Tenants in Retail Lease structures face specific overcharge risks tied to how expenses are allocated and billed. CamAudit runs 12 forensic detection rules on your reconciliation statement to identify every recoverable dollar.
A comprehensive commercial lease structure used in shopping centers, strip malls, and power centers. Retail leases are typically NNN with additional obligations specific to the retail environment including: pro-rata share CAM reconciliation tied to gross leasable area (GLA) calculations, marketing fund contributions, merchants association dues, and co-tenancy provisions that allow rent reduction if major anchor tenants depart.
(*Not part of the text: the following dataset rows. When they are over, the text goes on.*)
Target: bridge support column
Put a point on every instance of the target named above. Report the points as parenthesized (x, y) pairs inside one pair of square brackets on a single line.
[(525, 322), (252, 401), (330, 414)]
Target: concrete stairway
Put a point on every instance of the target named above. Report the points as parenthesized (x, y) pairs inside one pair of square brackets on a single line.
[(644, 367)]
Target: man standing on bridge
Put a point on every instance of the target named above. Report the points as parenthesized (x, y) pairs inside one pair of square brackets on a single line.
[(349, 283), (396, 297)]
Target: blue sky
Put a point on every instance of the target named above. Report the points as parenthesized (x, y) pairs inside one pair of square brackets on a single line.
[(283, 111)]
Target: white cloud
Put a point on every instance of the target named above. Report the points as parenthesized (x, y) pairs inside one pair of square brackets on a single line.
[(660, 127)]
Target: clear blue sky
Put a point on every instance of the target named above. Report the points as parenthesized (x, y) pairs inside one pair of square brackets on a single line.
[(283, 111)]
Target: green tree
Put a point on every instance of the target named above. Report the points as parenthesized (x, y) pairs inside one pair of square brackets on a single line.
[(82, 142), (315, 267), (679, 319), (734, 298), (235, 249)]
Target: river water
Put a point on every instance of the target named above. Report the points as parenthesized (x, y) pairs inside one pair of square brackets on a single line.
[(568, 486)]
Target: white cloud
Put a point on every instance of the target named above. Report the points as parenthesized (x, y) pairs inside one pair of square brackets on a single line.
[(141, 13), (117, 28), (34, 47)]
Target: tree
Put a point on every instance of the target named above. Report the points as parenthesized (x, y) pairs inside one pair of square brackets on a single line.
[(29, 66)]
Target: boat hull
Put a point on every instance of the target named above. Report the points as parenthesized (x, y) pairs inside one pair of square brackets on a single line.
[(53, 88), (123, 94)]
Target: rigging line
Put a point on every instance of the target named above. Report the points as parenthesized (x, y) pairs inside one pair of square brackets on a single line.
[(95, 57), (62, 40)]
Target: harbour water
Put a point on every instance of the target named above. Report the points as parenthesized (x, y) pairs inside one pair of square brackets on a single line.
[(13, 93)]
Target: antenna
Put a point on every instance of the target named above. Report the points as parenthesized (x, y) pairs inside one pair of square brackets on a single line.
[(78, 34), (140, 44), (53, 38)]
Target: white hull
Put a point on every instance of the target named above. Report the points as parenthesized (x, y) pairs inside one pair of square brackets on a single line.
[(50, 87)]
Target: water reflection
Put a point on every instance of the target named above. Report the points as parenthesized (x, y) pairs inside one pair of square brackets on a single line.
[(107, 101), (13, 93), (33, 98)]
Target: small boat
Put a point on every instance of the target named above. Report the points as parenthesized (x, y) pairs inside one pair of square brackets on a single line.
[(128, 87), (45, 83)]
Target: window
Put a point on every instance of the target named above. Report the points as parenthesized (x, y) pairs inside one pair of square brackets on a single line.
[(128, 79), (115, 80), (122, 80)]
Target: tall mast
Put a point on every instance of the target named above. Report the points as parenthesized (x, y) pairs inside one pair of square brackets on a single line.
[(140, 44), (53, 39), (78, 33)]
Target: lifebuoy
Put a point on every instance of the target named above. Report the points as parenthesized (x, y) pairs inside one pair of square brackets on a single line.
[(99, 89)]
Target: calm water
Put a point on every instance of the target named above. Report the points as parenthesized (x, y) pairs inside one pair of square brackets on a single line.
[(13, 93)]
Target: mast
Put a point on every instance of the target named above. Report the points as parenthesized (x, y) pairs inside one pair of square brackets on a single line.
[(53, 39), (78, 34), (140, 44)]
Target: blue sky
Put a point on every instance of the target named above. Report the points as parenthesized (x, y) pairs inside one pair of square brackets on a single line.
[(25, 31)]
Tenant pays: base rent, property taxes (pro-rata), building insurance (pro-rata), CAM expenses (pro-rata share of the entire center), marketing fund contributions, and merchants association dues. The CAM pool in a retail lease often includes center-wide landscaping, parking lot maintenance, lighting, security, and management fees charged against the entire center.
Monthly estimated CAM billed based on prior year actuals, reconciled annually. The critical calculation is the pro-rata share denominator: tenant GLA ÷ total center GLA (or "occupant GLA" if anchor tenants are excluded). Anchor tenants often negotiate exclusions from the CAM pool or use separately defined CAM "contribution areas." Small shop tenants bear a disproportionate share when anchor GLA is excluded from the denominator.
Anchor tenant GLA exclusion from the pro-rata share denominator. When a 150,000 SF anchor tenant's GLA is removed from the calculation, a 3,000 SF inline tenant's pro-rata share fraction artificially inflates. The small tenant pays CAM as if the center is smaller than it is. This is the single most prevalent and financially significant overcharge in retail leases affecting multi-tenant shopping centers.
Audit the pro-rata share denominator, obtain the center's total constructed GLA from public records or the landlord's rent roll. Verify that anchor tenant GLA is included in the denominator. Review marketing fund expenses to ensure they are used for center marketing, not landlord administration. Confirm management fee is capped and calculated on actual CAM expenses only.